To the Editor: We congratulate Bennette et al. for an innovative first step to addressing a challenging issue—how to assess the cost-effectiveness of reporting incidental findings (IFs) discovered with sequencing technologies—as described in their article, “The Cost-Effectiveness of Returning Incidental Findings From Next-Generation Genomic Sequencing.”1 At the University of California at San Francisco Center for Translational and Policy Research on Personalized Medicine, we are conducting related analyses that further inform these issues.2 We would like to highlight key emerging themes and suggestions for future work and to discuss the importance of some assumptions made by Bennette et al. that could greatly impact the findings of cost-effectiveness analyses.

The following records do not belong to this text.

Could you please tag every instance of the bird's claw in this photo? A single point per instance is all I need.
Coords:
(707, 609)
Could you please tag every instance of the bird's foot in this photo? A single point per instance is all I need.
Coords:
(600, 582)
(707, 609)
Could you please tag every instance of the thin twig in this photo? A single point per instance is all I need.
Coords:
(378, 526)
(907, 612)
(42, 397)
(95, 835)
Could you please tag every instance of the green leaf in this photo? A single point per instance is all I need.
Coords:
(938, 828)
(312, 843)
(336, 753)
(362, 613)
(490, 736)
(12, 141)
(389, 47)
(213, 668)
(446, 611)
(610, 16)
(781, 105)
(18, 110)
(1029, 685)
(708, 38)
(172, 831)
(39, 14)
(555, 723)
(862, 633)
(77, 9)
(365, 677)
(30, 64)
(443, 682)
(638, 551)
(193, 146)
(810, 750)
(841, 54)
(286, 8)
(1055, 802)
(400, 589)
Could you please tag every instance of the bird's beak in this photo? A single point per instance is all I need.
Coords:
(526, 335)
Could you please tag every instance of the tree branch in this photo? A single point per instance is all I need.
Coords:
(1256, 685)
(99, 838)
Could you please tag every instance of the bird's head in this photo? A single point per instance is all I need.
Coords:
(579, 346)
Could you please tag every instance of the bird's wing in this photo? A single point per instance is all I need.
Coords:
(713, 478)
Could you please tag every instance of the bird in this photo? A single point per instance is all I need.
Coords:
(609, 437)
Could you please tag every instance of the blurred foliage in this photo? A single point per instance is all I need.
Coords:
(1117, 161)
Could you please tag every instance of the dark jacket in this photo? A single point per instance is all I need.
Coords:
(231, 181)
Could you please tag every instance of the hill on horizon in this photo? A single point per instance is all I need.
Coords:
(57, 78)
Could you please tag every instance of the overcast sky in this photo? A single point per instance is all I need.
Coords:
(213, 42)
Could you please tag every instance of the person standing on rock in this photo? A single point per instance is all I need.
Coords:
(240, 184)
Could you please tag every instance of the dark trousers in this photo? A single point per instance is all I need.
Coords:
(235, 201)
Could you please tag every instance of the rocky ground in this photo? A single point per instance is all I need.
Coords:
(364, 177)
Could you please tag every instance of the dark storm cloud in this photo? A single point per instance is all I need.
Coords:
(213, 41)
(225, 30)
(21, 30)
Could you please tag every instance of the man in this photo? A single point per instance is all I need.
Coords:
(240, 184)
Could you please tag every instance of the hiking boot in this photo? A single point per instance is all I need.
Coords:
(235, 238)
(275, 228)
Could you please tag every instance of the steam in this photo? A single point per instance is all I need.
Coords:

Of particular importance for future work is the need to examine the likely cost-effectiveness in real-world settings. Bennette et al.1 assumed that individuals would remain at risk but not be detected through any other means during their lifetime (other than for familial hypercholesterolemia). However, particularly for the two most prevalent conditions they examined (hereditary breast and ovarian cancer; Lynch syndrome), many individuals with the conditions will be identified even if there is no sequencing. By assigning all benefits to the detection of IFs, the cost-effectiveness of reporting IFs in real-world settings will seem better. We thus suggest that future analyses consider including a background rate of detection rather than using “nothing” as a comparator, which would enable the findings to be more comparable with those of other analyses that follow the standard approach of comparing an intervention to current practice.3

Other simplifying assumptions that Bennette et al.1 acknowledge could affect their results. First, aggregating results of different models is a reasonable first step, but it is unclear how sensitive the results are to the assumptions of individual models and whether it is reasonable to aggregate possibly heterogeneous findings—with different populations and modeling approaches—into an overall cost-effectiveness ratio. Many previous studies (e.g., Vegter et al.4) have noted the heterogeneity found across cost-effectiveness analyses of genetic testing. In future research, it would be helpful to develop a transparent means of aggregating results so that they can be readily replicated. Second, future analyses could take into account interactive effects, namely, the differences in life-expectancy from finding one result when evaluating the potential effects of another result. The likelihood of finding more than one IF in a given person is very small in the current analysis but will increase as more returnable IFs are identified in the future. Third, in real clinical practice, it is possible that unproven and potentially costly management strategies could be used in a fraction of individuals receiving a given IF result. Not accounting for this may miss an important determinant of downstream clinical effectiveness and cost.

In sum, the approach of Bennette et al.1 provides an important initial approach for analyses that can continue to refine approaches to defining and measuring the value of new genomic testing technologies that return multiple results. It should be noted that the results to date suggest that reporting IFs may be cost-effective in certain scenarios but are not generally cost-saving as some have claimed or hoped, and that many simplifying assumptions may overestimate the cost-effectiveness of reporting IFs. Future research can continue to refine the modeling approaches and estimates used.

Disclosure

The authors declare no conflict of interest.